Pero convencido de que el nombramiento obedecía a la voluntad divina, lo
acogió e implantó el espíritu monástico en la sede episcopal. Convivió
junto a una comunidad de cuatro monjes que le acompañaron hasta su
muerte secundándole en todas las tareas de su ministerio que,
naturalmente, tenían el signo de la auténtica consagración. Bernardo fue
un insigne Pastor que veló por la liturgia y por la formación de los
sacerdotes. Fue enérgico y exigente con su forma de vida. Se distinguió
también por la modestia, la generosidad, la bondad, y la caridad. En el
ejercicio de su misión llevó consigo la reconciliación y la paz.
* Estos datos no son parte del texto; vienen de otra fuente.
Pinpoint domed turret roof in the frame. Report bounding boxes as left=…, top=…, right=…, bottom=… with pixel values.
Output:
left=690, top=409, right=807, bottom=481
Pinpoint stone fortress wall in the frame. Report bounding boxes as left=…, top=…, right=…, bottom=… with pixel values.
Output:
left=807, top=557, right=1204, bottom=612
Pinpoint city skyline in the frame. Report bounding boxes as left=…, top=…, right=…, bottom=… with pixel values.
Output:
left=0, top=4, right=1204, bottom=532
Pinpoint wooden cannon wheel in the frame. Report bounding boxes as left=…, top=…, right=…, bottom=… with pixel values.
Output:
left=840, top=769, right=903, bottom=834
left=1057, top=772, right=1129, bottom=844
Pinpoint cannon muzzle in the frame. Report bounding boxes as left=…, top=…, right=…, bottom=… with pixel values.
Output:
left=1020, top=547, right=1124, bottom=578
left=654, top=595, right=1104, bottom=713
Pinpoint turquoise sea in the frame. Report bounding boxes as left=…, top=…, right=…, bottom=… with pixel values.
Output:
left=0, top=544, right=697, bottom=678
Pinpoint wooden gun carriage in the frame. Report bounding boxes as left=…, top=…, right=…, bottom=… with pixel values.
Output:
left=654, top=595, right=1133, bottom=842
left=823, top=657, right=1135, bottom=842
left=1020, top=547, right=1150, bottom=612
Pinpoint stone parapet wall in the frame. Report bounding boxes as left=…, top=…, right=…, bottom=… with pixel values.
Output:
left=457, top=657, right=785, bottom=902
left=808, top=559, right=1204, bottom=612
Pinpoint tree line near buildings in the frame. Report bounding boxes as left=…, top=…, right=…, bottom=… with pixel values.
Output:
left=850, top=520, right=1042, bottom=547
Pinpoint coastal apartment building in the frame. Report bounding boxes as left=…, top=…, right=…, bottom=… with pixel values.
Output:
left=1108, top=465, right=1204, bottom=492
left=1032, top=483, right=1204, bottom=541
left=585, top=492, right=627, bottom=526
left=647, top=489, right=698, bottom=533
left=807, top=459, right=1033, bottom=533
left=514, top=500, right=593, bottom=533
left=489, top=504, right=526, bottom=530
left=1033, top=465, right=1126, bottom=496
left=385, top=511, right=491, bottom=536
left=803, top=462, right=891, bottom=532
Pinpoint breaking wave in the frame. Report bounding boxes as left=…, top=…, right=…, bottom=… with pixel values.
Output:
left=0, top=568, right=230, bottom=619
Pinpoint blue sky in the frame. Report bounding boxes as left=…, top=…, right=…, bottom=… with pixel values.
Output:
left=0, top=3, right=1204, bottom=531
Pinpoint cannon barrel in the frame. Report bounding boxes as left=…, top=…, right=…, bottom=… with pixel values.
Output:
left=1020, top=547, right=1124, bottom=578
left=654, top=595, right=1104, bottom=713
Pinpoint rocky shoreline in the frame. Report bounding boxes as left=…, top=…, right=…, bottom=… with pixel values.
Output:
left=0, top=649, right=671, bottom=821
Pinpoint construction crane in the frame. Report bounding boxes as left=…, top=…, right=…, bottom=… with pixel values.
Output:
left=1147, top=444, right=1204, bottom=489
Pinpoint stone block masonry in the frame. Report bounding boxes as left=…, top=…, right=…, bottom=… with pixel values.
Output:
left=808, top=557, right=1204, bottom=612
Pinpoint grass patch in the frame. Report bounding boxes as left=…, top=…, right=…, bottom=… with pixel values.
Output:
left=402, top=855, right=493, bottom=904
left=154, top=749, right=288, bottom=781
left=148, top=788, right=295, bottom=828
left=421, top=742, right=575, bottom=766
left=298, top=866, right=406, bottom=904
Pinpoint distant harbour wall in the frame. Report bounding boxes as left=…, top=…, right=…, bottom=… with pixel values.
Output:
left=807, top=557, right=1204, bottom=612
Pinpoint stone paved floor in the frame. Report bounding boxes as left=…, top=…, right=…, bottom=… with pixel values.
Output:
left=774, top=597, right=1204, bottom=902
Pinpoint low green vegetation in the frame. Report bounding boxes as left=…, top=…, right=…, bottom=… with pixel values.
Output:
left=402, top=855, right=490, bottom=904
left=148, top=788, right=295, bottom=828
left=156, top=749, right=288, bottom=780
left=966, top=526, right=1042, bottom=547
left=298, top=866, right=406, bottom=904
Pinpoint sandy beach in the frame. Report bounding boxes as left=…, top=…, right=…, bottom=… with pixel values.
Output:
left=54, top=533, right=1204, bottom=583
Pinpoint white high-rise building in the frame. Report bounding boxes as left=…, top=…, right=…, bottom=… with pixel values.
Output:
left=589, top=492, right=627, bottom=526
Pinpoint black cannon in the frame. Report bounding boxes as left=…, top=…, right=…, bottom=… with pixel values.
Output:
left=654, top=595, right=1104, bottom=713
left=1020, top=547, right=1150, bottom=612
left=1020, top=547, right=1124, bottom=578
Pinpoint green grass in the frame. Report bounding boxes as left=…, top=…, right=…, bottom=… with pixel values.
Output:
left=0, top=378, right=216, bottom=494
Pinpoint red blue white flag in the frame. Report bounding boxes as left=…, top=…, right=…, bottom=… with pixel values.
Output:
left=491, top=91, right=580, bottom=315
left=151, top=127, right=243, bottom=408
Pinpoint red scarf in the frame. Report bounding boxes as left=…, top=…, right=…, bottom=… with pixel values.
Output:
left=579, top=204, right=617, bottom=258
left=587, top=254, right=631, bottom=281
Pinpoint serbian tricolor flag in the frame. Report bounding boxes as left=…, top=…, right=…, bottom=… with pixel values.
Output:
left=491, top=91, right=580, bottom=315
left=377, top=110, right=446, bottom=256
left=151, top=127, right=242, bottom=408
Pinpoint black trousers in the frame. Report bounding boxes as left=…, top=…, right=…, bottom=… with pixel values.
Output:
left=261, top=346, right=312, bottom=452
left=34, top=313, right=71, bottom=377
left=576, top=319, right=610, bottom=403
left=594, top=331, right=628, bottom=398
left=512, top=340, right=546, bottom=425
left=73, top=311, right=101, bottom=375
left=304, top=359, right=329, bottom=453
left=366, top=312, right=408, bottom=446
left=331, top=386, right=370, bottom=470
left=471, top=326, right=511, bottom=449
El papa Gregorio IX, conocedor de sus virtudes y valía pastoral,
pensó en él para luchar contra los valdenses designándole inquisidor en
1232. El santo monje luchó contra los albigenses, y se implicó en la
guerra de Valencia firmando la capitulación en 1238. Por su valor fue
recompensado por el rey Jaime I. En 1239 y en 1243 participó en sendos
concilios provinciales. El 26 de octubre de este último año entregó su
alma a Dios con fama de santidad. Antes de cumplirse seis meses de su
muerte su vida comenzó a ser examinada por una comisión de canónigos. En
1338 se abrió el proceso de su canonización. Clemente XI en un breve apostólico fijó la fecha de su celebración dentro del císter el 26 de septiembre de 1710.